Bunlar nasıl kavramlardı böyle... O kadar anlamsız ama bir o kadar da anlamlı. Dibine kadar hissederiz. Göremeyiz, dokunamayız ancak başkasında görebiliriz. Onlar gelip ruhumuza dokunur. Resim kursundan çıktığımda içimden seslenen sesler de bunlardı. Bir de önümde tanıdık birisi var. En iyi arkadaşım Ela. Biraz hızlanıp yetişebilirim.

-Hey, Selam! Nereye böyle?
-Ah! Melis selam dershaneye gidiyorum sen de gelsene
-Yok eve geçiyorum kurs bana yetti bugün
-Hmm tamam ben derse geç kalıyorum nasılım güzel miyim?
-Sen her zaman güzelsin...
-Teşekkür ederim, Fikretle görüşeceğiz ya güzel olayım
-Ahh genç aşıklar... Hadi görüşürüz, iyi dersler
-Sağol görüşürüz.

Küçük bir mutluluğu vardı işte. Bunca zorluktan sonra hakettiği mutluluk. Ne kadar zor ulaşılıyordu ona değil mi? Ulaşınca ne kadar korkuyorduk kaybetmeye... Çok korkak varlıklarız. Sokaktaki hayvanlar kadar bile korkusuz değiliz ama öyle sanarız ki korkusuzuz. Onların tek korkusu aç kalmak, saldırıya uğramak bizimse ne kadar çok korkumuz var. Yalnız kalmak, evsiz kalmak, sevdiğimiz şeyleri kaybetmek, gelecek korkusu... Belki onların da bir dünya korkusu ve derdi vardı. Belki onlar da uyuyarak hallediyordu.
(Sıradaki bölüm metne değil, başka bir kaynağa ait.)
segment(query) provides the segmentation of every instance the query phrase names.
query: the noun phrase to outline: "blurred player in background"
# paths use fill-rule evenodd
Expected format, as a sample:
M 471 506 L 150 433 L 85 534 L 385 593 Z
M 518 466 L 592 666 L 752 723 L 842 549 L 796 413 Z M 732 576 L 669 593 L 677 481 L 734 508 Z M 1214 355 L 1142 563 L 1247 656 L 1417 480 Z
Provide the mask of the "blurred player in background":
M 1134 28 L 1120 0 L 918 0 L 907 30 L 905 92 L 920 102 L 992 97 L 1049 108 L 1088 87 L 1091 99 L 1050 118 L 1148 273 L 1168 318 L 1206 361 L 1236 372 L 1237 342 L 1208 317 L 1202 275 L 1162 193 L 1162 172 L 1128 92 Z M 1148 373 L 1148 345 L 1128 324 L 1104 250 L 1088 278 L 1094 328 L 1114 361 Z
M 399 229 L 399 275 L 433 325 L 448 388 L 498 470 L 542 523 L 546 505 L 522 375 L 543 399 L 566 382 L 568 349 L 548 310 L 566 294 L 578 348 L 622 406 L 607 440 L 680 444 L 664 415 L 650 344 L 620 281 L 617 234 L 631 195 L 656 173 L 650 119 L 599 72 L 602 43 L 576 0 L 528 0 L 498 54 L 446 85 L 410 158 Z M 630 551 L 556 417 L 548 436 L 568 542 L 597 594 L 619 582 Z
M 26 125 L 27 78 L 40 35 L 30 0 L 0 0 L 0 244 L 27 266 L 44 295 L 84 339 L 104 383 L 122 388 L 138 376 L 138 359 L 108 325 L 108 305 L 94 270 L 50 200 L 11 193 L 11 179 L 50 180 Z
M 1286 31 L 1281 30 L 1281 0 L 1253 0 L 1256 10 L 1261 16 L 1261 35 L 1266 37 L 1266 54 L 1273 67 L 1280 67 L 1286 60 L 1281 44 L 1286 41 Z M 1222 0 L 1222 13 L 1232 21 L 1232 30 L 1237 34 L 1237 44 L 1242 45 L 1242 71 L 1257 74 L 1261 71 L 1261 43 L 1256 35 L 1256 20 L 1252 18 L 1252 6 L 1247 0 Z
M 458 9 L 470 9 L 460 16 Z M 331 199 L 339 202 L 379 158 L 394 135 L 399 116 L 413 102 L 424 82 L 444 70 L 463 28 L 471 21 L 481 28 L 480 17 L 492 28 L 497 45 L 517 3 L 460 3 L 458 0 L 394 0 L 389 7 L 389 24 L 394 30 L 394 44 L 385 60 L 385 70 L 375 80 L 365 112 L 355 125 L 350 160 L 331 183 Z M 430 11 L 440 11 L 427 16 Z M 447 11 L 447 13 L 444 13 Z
Kediler hep ondan mı uyur?

Bir ses daha, eve gelmişim benim için son durak.

Köpeğim yerinde, çiçeklerim yerinde her şey normal. Kitaplığım da yerinde olduğuna göre bir kitap okuyabilirim. En sevdiğim, Dostoyevski. Beni Petersburg sokaklarına götürür. Gitmesemde orayı çok seviyorum. Fyedor baya halden anlıyor. Beni kimse bu kadar iyi anlayamazdı diyorum bazen. İnsan anlaşılmak istiyor tabii. Omzundaki yükleri paylaşmak istiyor. Birisi öyle bir anlasın ki her şeyi unuttursun. Hayat hala bu kadar pembe mi emin değilim. Çünkü nedense hep en çok sevdikleri üzüyor. En çok sevdikleri dipsiz bir kuyuya itiyor. Ve nedense o kuyuya girip çıkartmaya kimse cesaret edemiyor. Oysaki beraber gülmek ne kadar kolay. Kuyunun dibinden bakınca kimseyi görememek ne kadar zor. Belki de sorun bendedir diyorum bazen. Belki beni sevmek, beni mutlu etmek çok zordur. Ama kendime dışardan bakıp tanımak da bir o kadar zor. Çok garip değil mi? Yıllardır kendimle beraberim oysa.

-Melis!?
-Ah anne hoşgeldin
-Sen orda otur kitap oku hiç annemle babam gelir onlara yemek hazırlayayım deme kızım. Nasıl olsa biz çalışıyoruz siz yatın anca!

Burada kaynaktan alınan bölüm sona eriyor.